The encouraging results were obtained from a recent high-resolution airborne time-domain electromagnetic survey at Reynolds Lake, which covered 1100 line kilometres.
Infini Resources’ helicopter-borne TDEM geophysical array for its survey over the Reynolds Lake project in Canada has defined vertically dipping EM conductors at depths as shallow as 20 metres below surface.
This first modern airborne EM study on the site since the 1970s has identified significant bedrock conductors, including two more than 10 kilometres long in the southern project area.
The conductors align with magnetic lows and uranium radiometric anomalies and indicate potential for shallow, unconformity-style uranium mineralisation near the margin of the Athabasca Basin, a region recognised globally for its high-grade uranium deposits.
Interpreted by geophysicists Resource Potentials, the TDEM data reveals vertically dipping conductors at depths as shallow as 20 metres below surface. Most of the newly identified targets have not been subject to any modern exploration.
‘The identification of major EM conductors in an historically underexplored region located on the outboard edge of the Athabasca Basin is highly significant.’
Infini Resources chief executive officer Rohan Bone
Significantly, the 20m depth is shallower than typical Athabasca Basin uranium deposits such as Cameco Corporation’s Cigar Lake, 480m below surface, or McArthur River at 530m depth.
The company’s radiometric data reinforces the prospect of near-surface uranium mineralisation.
The shallow setting will help Infini’s exploration efforts, including by significantly reducing its costs.
The conductors indicate graphitic meta-pelitic rocks near the Needle Falls Shear Zone, which are critical for uranium precipitation.

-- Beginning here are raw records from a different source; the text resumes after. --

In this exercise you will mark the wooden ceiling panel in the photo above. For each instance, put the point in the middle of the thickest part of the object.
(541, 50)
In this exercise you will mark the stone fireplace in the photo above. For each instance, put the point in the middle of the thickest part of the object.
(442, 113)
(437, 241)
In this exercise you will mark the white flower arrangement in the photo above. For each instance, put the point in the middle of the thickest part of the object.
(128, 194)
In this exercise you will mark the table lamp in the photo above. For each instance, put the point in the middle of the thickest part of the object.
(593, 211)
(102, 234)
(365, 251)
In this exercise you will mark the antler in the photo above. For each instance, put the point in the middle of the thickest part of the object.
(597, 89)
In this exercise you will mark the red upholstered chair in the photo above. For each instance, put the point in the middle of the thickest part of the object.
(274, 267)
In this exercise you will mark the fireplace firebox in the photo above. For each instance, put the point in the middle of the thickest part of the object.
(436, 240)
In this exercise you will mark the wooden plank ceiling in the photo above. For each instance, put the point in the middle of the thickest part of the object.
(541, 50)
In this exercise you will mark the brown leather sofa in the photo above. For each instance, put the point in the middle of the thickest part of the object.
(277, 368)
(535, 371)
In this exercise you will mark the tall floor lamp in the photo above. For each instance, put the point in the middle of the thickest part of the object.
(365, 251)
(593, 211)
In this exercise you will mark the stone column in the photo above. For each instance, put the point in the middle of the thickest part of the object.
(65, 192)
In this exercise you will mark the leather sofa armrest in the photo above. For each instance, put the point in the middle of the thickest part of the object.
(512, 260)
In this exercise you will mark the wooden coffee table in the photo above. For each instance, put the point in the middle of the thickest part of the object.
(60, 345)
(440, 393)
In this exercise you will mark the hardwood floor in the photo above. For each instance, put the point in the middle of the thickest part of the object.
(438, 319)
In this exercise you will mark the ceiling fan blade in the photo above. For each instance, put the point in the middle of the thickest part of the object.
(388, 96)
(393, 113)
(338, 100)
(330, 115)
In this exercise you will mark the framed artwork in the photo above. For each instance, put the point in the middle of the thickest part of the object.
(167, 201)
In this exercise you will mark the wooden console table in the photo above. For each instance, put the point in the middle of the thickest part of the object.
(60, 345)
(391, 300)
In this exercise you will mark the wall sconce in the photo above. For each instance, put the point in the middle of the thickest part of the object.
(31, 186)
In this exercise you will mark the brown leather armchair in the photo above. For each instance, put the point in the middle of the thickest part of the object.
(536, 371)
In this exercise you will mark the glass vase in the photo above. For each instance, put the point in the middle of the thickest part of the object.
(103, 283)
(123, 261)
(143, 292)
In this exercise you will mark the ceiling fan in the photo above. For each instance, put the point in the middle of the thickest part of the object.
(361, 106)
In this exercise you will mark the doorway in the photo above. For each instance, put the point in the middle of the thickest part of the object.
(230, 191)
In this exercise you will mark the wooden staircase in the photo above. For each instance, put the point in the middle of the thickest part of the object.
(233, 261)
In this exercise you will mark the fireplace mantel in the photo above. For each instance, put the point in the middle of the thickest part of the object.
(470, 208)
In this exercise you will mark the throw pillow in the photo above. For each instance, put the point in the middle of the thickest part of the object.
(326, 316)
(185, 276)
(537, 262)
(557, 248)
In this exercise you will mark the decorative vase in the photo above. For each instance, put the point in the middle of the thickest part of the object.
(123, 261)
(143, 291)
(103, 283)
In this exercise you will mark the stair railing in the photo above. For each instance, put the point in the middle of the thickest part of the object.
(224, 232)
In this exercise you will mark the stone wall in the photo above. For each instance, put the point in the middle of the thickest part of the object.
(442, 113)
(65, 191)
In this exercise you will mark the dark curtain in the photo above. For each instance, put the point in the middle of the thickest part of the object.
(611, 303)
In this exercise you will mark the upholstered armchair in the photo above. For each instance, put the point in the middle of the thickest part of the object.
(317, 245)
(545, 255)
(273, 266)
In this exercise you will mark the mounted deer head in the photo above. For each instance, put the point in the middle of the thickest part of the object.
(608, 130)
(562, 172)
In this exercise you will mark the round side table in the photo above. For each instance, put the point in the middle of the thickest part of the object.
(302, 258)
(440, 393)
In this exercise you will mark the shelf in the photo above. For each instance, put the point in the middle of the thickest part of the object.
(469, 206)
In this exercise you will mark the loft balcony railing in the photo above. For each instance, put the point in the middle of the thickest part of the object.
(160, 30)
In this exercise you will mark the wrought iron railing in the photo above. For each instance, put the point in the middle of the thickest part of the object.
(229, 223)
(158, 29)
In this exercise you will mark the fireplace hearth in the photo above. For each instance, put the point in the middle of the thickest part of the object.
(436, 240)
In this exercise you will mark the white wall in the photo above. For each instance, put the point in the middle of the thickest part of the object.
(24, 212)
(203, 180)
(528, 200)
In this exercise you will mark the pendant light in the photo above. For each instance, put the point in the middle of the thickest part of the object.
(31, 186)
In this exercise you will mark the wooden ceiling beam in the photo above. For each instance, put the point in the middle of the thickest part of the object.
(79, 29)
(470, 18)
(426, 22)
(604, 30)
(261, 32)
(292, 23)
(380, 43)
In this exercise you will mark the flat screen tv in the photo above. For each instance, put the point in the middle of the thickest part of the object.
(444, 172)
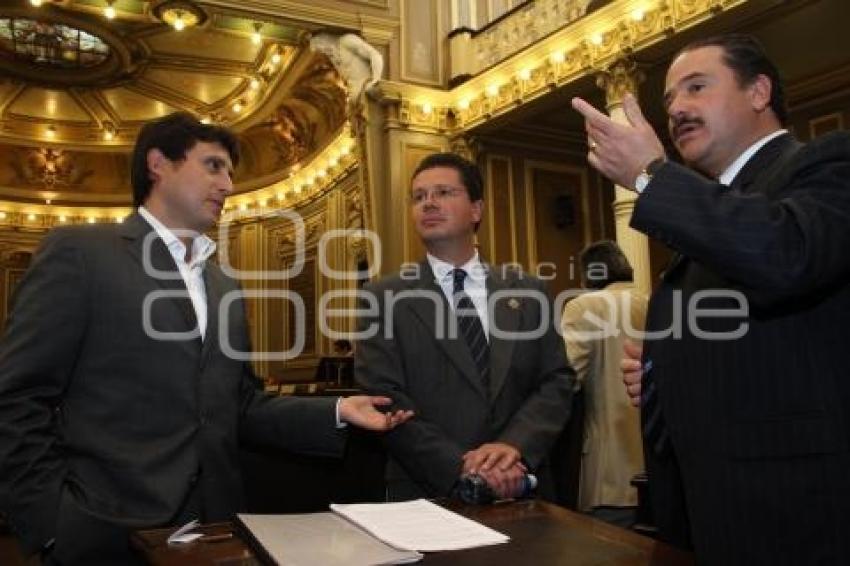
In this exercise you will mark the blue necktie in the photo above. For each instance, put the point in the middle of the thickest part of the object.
(471, 328)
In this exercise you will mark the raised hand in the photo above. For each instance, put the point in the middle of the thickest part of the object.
(360, 411)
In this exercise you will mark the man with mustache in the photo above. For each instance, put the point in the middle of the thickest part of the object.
(471, 348)
(121, 404)
(746, 410)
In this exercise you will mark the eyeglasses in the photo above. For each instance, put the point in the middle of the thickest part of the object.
(439, 192)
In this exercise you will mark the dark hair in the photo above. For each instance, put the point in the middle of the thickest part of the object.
(746, 57)
(603, 263)
(469, 173)
(174, 135)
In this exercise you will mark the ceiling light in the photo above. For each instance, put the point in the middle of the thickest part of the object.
(179, 14)
(256, 37)
(108, 131)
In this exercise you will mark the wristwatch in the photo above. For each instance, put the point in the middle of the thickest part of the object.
(645, 176)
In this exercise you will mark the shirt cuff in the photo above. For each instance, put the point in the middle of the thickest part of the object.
(339, 423)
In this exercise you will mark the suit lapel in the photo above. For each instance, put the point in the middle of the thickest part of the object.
(507, 314)
(765, 163)
(214, 291)
(438, 318)
(752, 178)
(158, 264)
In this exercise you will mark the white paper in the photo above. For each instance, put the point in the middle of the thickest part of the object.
(419, 525)
(321, 538)
(182, 535)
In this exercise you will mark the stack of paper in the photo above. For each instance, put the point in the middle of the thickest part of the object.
(419, 525)
(317, 538)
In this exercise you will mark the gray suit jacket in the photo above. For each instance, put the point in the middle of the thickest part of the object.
(433, 373)
(100, 422)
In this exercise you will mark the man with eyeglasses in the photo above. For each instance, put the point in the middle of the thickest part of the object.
(471, 347)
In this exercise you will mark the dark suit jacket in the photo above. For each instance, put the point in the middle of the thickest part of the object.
(435, 375)
(760, 424)
(100, 421)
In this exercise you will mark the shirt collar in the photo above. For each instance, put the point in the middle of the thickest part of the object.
(732, 171)
(475, 270)
(202, 245)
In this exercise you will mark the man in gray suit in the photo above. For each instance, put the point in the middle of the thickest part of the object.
(120, 407)
(472, 348)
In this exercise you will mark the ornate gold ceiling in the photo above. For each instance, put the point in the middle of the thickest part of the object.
(75, 87)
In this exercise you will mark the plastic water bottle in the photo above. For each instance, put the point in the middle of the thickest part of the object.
(474, 489)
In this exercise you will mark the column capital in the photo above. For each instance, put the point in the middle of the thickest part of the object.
(620, 77)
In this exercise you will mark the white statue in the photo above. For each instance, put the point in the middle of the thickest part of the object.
(360, 64)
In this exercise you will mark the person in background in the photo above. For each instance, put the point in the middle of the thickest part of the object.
(595, 326)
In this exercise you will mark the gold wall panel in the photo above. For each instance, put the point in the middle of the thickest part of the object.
(421, 41)
(499, 221)
(210, 43)
(49, 104)
(204, 87)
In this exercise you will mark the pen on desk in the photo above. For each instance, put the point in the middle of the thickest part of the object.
(216, 538)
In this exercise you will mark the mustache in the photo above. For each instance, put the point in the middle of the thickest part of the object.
(679, 122)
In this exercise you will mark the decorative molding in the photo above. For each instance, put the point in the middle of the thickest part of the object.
(593, 43)
(622, 77)
(520, 29)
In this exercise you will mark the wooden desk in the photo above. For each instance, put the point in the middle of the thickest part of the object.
(541, 534)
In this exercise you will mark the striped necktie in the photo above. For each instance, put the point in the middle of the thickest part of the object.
(471, 328)
(652, 420)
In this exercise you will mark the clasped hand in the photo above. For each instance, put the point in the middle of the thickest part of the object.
(500, 465)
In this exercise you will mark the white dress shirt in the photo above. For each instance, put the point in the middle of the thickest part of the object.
(475, 285)
(193, 271)
(732, 171)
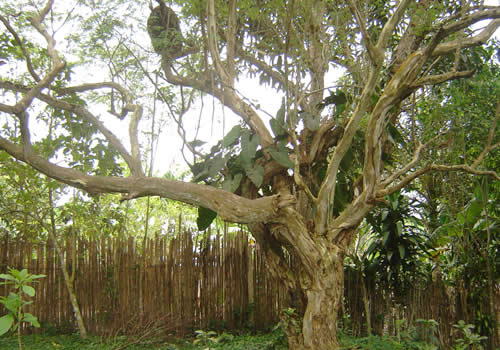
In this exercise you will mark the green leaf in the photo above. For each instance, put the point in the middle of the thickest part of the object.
(27, 317)
(282, 158)
(231, 184)
(402, 251)
(311, 121)
(232, 136)
(256, 175)
(249, 144)
(7, 277)
(205, 218)
(278, 127)
(399, 228)
(280, 115)
(5, 323)
(29, 290)
(12, 302)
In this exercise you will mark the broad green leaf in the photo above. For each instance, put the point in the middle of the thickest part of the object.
(12, 302)
(402, 251)
(399, 228)
(278, 127)
(282, 158)
(27, 317)
(7, 277)
(29, 290)
(232, 183)
(5, 323)
(249, 144)
(205, 218)
(256, 175)
(311, 121)
(473, 212)
(386, 238)
(280, 115)
(232, 136)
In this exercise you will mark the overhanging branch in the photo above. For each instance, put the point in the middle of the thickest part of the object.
(229, 206)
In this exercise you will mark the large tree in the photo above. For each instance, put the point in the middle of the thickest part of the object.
(303, 185)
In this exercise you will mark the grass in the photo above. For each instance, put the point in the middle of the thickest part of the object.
(269, 341)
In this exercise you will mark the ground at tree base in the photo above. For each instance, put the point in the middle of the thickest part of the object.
(268, 341)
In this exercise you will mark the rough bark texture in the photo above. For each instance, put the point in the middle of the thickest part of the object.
(291, 215)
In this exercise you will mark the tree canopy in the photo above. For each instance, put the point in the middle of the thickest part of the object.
(303, 179)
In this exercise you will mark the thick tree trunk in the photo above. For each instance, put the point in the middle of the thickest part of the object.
(318, 327)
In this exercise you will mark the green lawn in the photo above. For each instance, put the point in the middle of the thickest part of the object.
(270, 341)
(63, 342)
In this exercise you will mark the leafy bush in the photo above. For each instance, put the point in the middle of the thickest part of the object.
(15, 302)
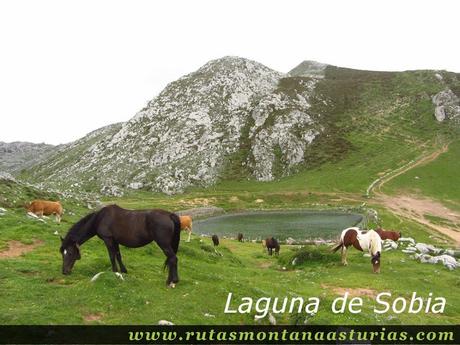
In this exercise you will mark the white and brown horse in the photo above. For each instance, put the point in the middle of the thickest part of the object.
(186, 224)
(362, 240)
(389, 234)
(45, 208)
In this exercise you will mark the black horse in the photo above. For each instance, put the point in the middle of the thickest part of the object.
(271, 243)
(115, 226)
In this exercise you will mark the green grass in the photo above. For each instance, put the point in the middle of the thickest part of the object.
(437, 179)
(206, 279)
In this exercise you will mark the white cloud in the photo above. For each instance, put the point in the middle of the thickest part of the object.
(67, 68)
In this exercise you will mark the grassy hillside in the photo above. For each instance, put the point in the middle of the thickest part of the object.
(142, 298)
(437, 179)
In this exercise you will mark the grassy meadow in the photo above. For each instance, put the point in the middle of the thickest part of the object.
(34, 291)
(396, 126)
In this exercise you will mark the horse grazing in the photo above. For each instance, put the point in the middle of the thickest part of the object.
(186, 224)
(363, 241)
(46, 208)
(388, 235)
(133, 229)
(271, 243)
(215, 240)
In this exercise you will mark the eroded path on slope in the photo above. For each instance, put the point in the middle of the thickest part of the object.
(415, 207)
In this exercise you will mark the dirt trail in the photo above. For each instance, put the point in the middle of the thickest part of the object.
(415, 208)
(16, 248)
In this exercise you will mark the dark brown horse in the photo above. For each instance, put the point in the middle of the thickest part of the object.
(271, 243)
(389, 235)
(115, 226)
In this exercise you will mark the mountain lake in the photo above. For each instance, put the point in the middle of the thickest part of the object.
(299, 224)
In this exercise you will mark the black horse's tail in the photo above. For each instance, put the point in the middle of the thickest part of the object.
(176, 237)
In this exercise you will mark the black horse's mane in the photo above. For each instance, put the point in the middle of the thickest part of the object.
(74, 232)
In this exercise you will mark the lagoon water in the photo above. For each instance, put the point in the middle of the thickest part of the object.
(279, 224)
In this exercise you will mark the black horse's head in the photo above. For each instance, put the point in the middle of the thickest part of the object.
(376, 262)
(70, 253)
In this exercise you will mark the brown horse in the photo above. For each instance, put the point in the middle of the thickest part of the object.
(46, 208)
(389, 235)
(133, 229)
(186, 224)
(271, 243)
(362, 240)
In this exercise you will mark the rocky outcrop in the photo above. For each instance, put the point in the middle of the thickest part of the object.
(187, 135)
(447, 106)
(19, 155)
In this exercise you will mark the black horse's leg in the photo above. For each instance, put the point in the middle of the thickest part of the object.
(112, 252)
(120, 263)
(171, 261)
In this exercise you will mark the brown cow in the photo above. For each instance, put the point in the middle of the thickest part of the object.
(186, 224)
(46, 208)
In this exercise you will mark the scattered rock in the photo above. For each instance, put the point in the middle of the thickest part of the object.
(96, 276)
(290, 241)
(447, 260)
(165, 323)
(16, 248)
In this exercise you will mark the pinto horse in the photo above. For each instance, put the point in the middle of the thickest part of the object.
(388, 235)
(186, 224)
(46, 208)
(363, 241)
(215, 240)
(133, 229)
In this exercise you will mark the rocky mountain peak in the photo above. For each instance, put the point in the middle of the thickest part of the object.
(308, 68)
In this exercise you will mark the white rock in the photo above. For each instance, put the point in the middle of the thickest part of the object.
(165, 323)
(290, 241)
(407, 239)
(96, 276)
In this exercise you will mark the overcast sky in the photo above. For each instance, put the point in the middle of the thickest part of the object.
(69, 67)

Those rock types originate from the transformation of clay-rich sedimentary rocks such as shales and mudstones.
Infini Resources chief executive officer Rohan Bone said: “Outcomes from the TDEM survey over the Reynolds Lake uranium project, previously untested by property-wide modern airborne survey methods, are extremely promising. The identification of major EM conductors in an historically underexplored region located on the outboard edge of the Athabasca Basin is highly significant.”
Bone said the coincidence of key geophysical markers across multiple large-scale anomalies reinforces the prospectivity for unconformity-style uranium mineralisation and the shallow potentially outcropping anomalies could be efficiently and quickly explored.
The 386-square-kilometre Reynolds Lake project straddles the Wollaston and Peter Lake geological domains, where conditions favour unconformity-type deposits.
The project is on an outcropping interface of key geological domains, and is underlain by Archean felsic gneisses and Lower Proterozoic metamorphic rocks, including graphitic schists, which favour the project hosting uranium.
Infini is advancing a systematic exploration strategy, using modern technologies to unlock the value of its Reynolds Lake prospect.
The company is integrating its TDEM results into a comprehensive desktop study combining geophysical, geochemical and mapping data to identify high-priority and walk-up targets for its next exploration phase.
The study is nearing completion and will guide an upcoming field campaign involving prospecting, rock geochemical sampling and mapping to further evaluate the project’s potential.
The shallow targets and strong geological indicators at Reynolds Lake make it a standout asset for future development. With its desktop study set to conclude, Infini Resources is poised to transition to field exploration and build on its initial encouraging results.
The Australian energy metals company is focused on Canada and Western Australia, where it is targeting uranium and lithium across a diversified portfolio of greenfield and brownfield projects.
Its keen approach and strategic asset base offer a promising path forward in a potentially accelerating uranium exploration space.